Automaticamente, ela tirou a tampa da banheira e começou a arrumar as coisas, resmungando e apressando Xarazade. Em poucos instantes, Xarazade estava pronta. Meias — não havia meia-calça no mercado há meses, nem no mercado negro — ela não precisava de sutiã. Um vestido parisiense de cashmere azul com um casaco de mangas curtas combinando. Uma rápida escovadela nos cabelos naturalmente ondulados e eles ficaram perfeitos, um pequeno toque de cor nos lábios, um traço de kohl em volta dos olhos.
— Mas, princesa, a senhora sabe que o seu irmão não gosta de maquilagem!

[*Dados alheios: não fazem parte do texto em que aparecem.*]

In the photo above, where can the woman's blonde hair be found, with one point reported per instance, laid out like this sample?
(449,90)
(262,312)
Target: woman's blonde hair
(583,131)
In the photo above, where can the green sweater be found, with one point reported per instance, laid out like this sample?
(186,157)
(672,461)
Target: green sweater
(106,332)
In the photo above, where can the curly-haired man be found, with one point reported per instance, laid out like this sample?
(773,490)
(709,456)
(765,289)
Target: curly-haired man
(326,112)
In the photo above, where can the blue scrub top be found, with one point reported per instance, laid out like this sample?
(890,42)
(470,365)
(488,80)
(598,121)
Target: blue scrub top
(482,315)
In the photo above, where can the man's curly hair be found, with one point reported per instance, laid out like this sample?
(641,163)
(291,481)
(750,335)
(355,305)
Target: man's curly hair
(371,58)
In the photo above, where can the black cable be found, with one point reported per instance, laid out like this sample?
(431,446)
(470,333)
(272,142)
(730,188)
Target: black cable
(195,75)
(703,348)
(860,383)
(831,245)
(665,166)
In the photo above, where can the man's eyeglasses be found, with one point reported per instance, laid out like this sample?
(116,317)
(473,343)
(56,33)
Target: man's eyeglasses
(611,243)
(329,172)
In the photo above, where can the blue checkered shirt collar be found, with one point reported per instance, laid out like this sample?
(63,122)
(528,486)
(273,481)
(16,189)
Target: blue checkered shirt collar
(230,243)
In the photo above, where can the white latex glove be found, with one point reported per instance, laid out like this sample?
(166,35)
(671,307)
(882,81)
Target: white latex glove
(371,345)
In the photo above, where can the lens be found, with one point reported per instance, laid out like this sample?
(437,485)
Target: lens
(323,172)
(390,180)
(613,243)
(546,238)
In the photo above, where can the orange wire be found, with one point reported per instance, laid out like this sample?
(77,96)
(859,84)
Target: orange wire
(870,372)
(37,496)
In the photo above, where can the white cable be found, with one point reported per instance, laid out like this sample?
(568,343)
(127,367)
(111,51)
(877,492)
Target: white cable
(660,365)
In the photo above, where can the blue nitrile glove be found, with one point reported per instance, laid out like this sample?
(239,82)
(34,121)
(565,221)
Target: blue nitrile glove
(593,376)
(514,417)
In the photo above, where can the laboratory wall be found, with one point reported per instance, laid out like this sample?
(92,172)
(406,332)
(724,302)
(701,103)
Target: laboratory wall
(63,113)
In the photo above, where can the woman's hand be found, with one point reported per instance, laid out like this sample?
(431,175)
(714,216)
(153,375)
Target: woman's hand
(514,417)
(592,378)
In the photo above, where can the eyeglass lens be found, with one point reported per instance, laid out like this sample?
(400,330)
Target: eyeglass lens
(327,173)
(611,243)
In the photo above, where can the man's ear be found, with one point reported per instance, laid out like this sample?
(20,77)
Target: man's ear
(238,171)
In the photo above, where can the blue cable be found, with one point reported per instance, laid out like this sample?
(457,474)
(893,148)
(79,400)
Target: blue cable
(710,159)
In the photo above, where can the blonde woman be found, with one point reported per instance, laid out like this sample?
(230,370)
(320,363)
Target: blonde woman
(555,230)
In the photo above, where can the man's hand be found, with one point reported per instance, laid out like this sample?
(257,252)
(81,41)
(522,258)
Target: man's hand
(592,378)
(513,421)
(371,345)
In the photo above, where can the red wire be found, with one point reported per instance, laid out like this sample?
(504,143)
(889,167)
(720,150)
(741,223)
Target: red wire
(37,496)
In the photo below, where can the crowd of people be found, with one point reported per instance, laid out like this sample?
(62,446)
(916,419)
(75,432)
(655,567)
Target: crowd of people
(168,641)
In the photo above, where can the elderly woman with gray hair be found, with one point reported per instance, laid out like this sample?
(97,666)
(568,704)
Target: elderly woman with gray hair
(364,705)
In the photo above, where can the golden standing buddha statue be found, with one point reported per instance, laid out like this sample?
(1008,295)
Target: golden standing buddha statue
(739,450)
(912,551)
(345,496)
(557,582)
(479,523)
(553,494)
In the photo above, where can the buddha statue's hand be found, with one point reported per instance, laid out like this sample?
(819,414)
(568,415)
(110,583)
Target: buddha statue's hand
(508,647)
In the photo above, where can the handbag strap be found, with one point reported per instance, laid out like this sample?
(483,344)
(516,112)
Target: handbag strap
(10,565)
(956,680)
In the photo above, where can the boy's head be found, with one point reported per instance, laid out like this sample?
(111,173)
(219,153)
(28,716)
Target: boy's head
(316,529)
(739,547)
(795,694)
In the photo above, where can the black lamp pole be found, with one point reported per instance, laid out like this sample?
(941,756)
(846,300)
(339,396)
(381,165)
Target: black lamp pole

— Oh, mas eu vou sair e Meshang não é... — Xarazade ia dizer meu pai, mas parou, sem querer relembrar a tragédia. Papai está no paraíso, disse para si mesma com firmeza. O Dia do Luto, o quadragésimo depois da morte é só daqui a 25 dias e até lá eu tenho que continuar vivendo.
E amando?
Ela não tinha perguntado a Jari o que havia acontecido no café no dia em que a havia mandado lá para dizer a ele que seu marido tinha voltado e que o que nunca havia começado estava acabado. Onde estará ele, será que continuará a visitar-me em sonhos?
Houve uma comoção lá embaixo, e viram que Meshang havia chegado. Ela se olhou uma última vez e depois foi encontrá-lo.
Depois da noite da sua briga com Lochart, Meshang tinha-se mudado para a casa com a família. A casa era muito grande, Xarazade tinha conservado os seus aposentos e estava contente com a algazarra que Zarah e as crianças faziam nos aposentos, espantando o silêncio e a tristeza que existiam lá antes. Sua mãe agora era uma reclusa, vivia na sua própria ala da casa, servida apenas pela sua criada particular, rezando e chorando quase o dia inteiro. Sem sair nunca, sem convidar nenhum deles para visitá-la.
— Deixem-me em paz! Deixem-me em paz! — Era tudo o que ela dizia por trás da porta trancada.
Durante as horas que Meshang passava dentro de casa, Xarazade, Zarah e as outras pessoas da família tinham o cuidado de agradá-lo e bajulá-lo.
— Não se preocupe — Zarah tinha dito a ela. — Ele vai ser dominado logo logo. Ele acha que eu esqueci que ele me insultou e me bateu e tem a coragem de se mostrar com a prostitutazinha que aquele filho de um cão do Kia usou para tentá-lo! Oh, não se preocupe, Xarazade querida, eu vou me vingar
— ele tratou você muito mal... e também o seu marido. Logo nós vamos poder viajar de novo... Paris, Londres, até Nova York... eu duvido que ele tenha tempo para nos acompanhar e então, oh, então nós vamos nos esbaldar, vamos usar roupas transparentes e ter cinqüenta admiradores cada uma!
— Não sei quanto a Nova York. Expormo-nos a todos os perigos de Satã
— tinha dito Xarazade. Mas no fundo do coração ela tremia de excitação com a idéia. Eu irei para Nova York com o meu filho, ela prometeu a si mesma. Tommy estará lá. Logo estaremos levando uma vida normal, o poder dos mulás sobre Khomeini desaparecerá, que Deus abra os olhos dele, eles deixarão de controlar os Faixas Verdes, o Komiteh Revolucionário será dissolvido, nós teremos um governo islâmico verdadeiramente democrático e justo sob a liderança do primeiro-ministro Bazargan, os direitos da mulher nunca mais serão violados, o Tudeh não será mais considerado fora da lei, mas trabalhará para todos nós, e haverá paz na terra, como ele disse que ia acontecer. Estou feliz por ser quem sou, pensou Xarazade.
— Olá, Meshang querido, como você está com boa aparência hoje, mas tão cansado, oh, você não deve trabalhar tanto por nós todos. Deixe-me servir-lhe mais um pouco de limonada, exatamente como você gosta.
— Obrigado. — Meshang estava deitado nos tapetes, recostado nas almofadas, sem sapatos, comendo. Havia um pequeno braseiro pronto para cozinhar os kebabs e havia vinte ou trinta pratos de horisht e arroz e legumes e frutas cristalizadas ao alcance dele. Zarah estava ali perto e fez sinal para Xarazade sentar-se no tapete ao lado dela.